Ainsi, à trente ans passés et à travers sa collection Hope Street, la maison se met au hip-hop pur et cru. Ill Chemistry laisse transparaître l’influence des glorieux aînés remontant à l’âge d’or, tels A Tribe Called Quest, Common ou encore Saul Williams pour le Spoken Word et l’activisme. Toujours sur « Resuscitate », véritable manifeste pour un genre redevenu combatif, Desdamona martèle : « Le hip-hop a toujours consisté à créer à partir de rien ». Les rythmiques affolantes de Carnage, qui préfère l’efficacité à la démonstration [1] et les brûlots de la rappeuse suffisent en eux-mêmes à enflammer l’auditeur. Pour s’en convaincre on écoutera « Phenom-a-mama » ; qui permet aussi d’apprécier le travail d’arrangements et de production signé Paul Marino et Jean Rochard…
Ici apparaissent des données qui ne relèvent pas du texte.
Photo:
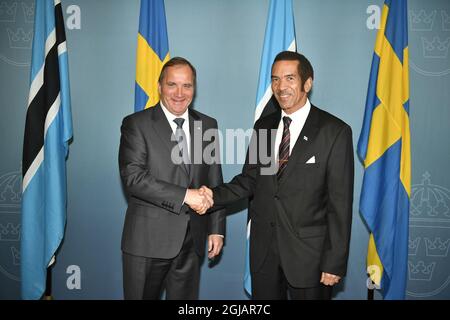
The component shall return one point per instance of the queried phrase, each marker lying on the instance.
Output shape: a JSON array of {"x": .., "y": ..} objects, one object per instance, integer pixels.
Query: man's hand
[
  {"x": 329, "y": 279},
  {"x": 215, "y": 244},
  {"x": 204, "y": 190},
  {"x": 198, "y": 201}
]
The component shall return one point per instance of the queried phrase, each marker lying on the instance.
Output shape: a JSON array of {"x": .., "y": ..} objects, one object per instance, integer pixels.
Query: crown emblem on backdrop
[
  {"x": 8, "y": 12},
  {"x": 435, "y": 48},
  {"x": 15, "y": 256},
  {"x": 437, "y": 248},
  {"x": 20, "y": 39},
  {"x": 420, "y": 270},
  {"x": 445, "y": 21},
  {"x": 9, "y": 232},
  {"x": 430, "y": 202},
  {"x": 422, "y": 21},
  {"x": 413, "y": 246},
  {"x": 28, "y": 12}
]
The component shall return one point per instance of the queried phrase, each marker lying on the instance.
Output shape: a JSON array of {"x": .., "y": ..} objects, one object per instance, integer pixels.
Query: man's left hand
[{"x": 215, "y": 244}]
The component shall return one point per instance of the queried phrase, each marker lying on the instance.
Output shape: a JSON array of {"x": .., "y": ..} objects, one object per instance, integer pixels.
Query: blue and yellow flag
[
  {"x": 48, "y": 129},
  {"x": 384, "y": 149},
  {"x": 152, "y": 52}
]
L’alchimie entre les deux musiciens, par ailleurs travailleurs sociaux dans l’État industriellement ravagé du Minnesota, est d’une rare vitalité ; elle puise son empathie et sa rudesse dans un quotidien qui, de toutes façons, ne se perd pas en conjectures. Desdamona ne dit-elle pas dans « State of Affairs », avec l’humour désabusé du spectateur attentif, que « Surplus de MC, manque de public / La pensée peu critique mais allégorie à tout va » ? A deux reprises cette entente parfaite se pare d’un nouvel alliage lorsque le duo inclut un troisième larron, ce qui n’édulcore en rien son propos. On retrouve ainsi, aux saxophones, François Corneloup - comparse de Desdamona dans Ursus Minor, sur le très symbolique « Antarctique », mais aussi Mohamed Abozekry au oud sur « Place Tahrir Everywhere », aussi lyrique qu’explicite.

Avec en prime un livret du graphiste Rocco dans la plus pure tradition Hope Street, Ill Chemistry signe un premier album réjouissant et sans concessions. On se prend à rêver avec nato qu’un jour, la musique prendra le pas sur les étiquettes. Les curieux découvriront qu’un jalon de plus a été posé par ces petits chimistes…

par Franpi Barriaux // Publié le 30 janvier 2012

[1Discipline à part entière du hip-hop, le Beat-boxing donne lieu, comme l’art des turntablists, à des compétitions qui tiennent plus du comice agricole que de la joute musicale.